Here are all of Nick Foles' pass attempts in 2016, with analysis

Earlier this week, we cut up video of Alshon Jeffery and Torrey Smith, showing all of their targets in 2016. Today we'll look another free agent acquisition who is more of a known commodity, Nick Foles.

As you know, Foles started his career in Philly, filling in as the starting QB as a rookie in 2012, going 1-5 down the stretch but showing some positive signs. In 2013, he, of course, had his magical 27 TD / 2 INT season in which he led the NFL in YPA (9.1) and QB rating (119.2). 

In 2014, his play fell off significantly, although he was still able to guide the Eagles to a 6-2 record before being lost for the season with a shoulder injury.

Foles was then dealt to St. Louis, where he played one dreadful half-season before being benched. Now a backup, Foles played in two games for the Chiefs a year ago. Here were Foles' numbers in those two games, both of which were Chiefs wins:

Nick Foles Comp-Att Yards (YPA) TD-INT QB rating 
 At Colts16-22 (72.7%)223 2-0 135.2 
 Jaguars20-33 (60.6%)187 1-0 86.3 
 TOTAL36-55 (65.5%)410 3-0 105.9 

Here's video of every pass attempt in those two games:


• Foles’ numbers were good, but they should have been better because he missed two easy touchdown throws. He missed Charcandrick West on a swing pass that couldn’t have been more wide open. Pop Warner throw. He also missed a wide open Tyreek Hill in the end zone when he threw behind him. Big Red was visibly annoyed after that throw (not shown).

• Foles was also bailed out on an interception when two Jaguars had a chance to pick off his pass, but they ran into each other.
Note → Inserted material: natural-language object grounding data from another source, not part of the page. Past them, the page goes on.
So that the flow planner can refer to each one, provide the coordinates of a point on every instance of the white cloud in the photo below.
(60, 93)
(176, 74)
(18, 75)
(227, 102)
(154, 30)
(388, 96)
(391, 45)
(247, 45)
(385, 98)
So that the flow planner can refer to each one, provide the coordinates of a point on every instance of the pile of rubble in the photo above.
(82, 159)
• Still, Foles made several impressive throws:

  1. His deep sideline throw to Travis Kelce against the Colts was money. Kelce was unable to hang on for the completed pass, but Foles couldn’t have put it in a better spot. 
  2. On his first throw in the Jaguars game, Foles dropped one in the bucket to Kelce.
  3. His 30-yard touch pass to the back of the end zone for Albert Wilson was awesome. 
  4. On his TD throw to Hill, Foles read the defense quickly and made an accurate (although easy) throw.
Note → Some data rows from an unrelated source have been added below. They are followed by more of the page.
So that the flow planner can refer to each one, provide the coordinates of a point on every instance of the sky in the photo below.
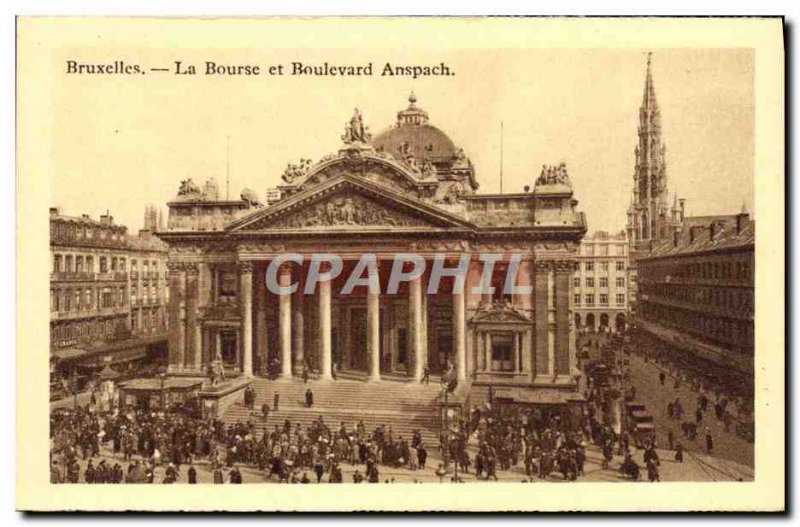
(119, 144)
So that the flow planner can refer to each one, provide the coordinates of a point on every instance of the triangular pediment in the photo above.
(347, 203)
(502, 312)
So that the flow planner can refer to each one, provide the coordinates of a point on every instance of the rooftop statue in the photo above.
(188, 188)
(554, 175)
(250, 197)
(294, 172)
(355, 131)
• Against the Colts, Foles entered the game two different times after Alex Smith was injured. Sometimes the mindset of a backup can be, “Just don’t mess it up.” Foles played like he was a starter, looking to take shots down the field, instead of settling for easy throws. Oddly enough, when he started the following week against the Jags, he was less willing to let it rip.

• As we know already, Foles isn’t the fleetest of foot. That hasn’t changed.

• Near the end of his tenure in Philly, Foles developed the bad habit of retreating in the pocket when he felt pressure. There were no hints at all of that in the two games he played last year. In fact, he did a nice job stepping up in the pocket when he felt the outside rush.

• On his deep ball to Tyreek Hill for 50 yards, while it wasn’t the prettiest throw you’ll ever see, I do like that he let his guy make a play against single coverage. In the case of the Eagles, throwing up deep balls to Alshon Jeffery against single coverage and hoping for the best isn’t the worst idea.

Conclusion: While there's certainly a very good argument that the Eagles mishandled their backup quarterback situation, money-wise, there's little question in my mind that Foles is a significant upgrade over Chase Daniel. While Daniel doesn't have much of a resume in actual games, I did get to see him in training camp every day for a month, and obviously, as everyone saw, his play in the preseason was uninspiring.

Foles' name is now tainted after a bad season with a horribly run Rams team, but in my view, he's an excellent backup, and there's an argument to be made that's he's better than a very small handful of quarterbacks that will start Week 1 this year.

Should the Eagles need him at some point, he'll be in an offense he already knows, and should be able to provide competent QB play.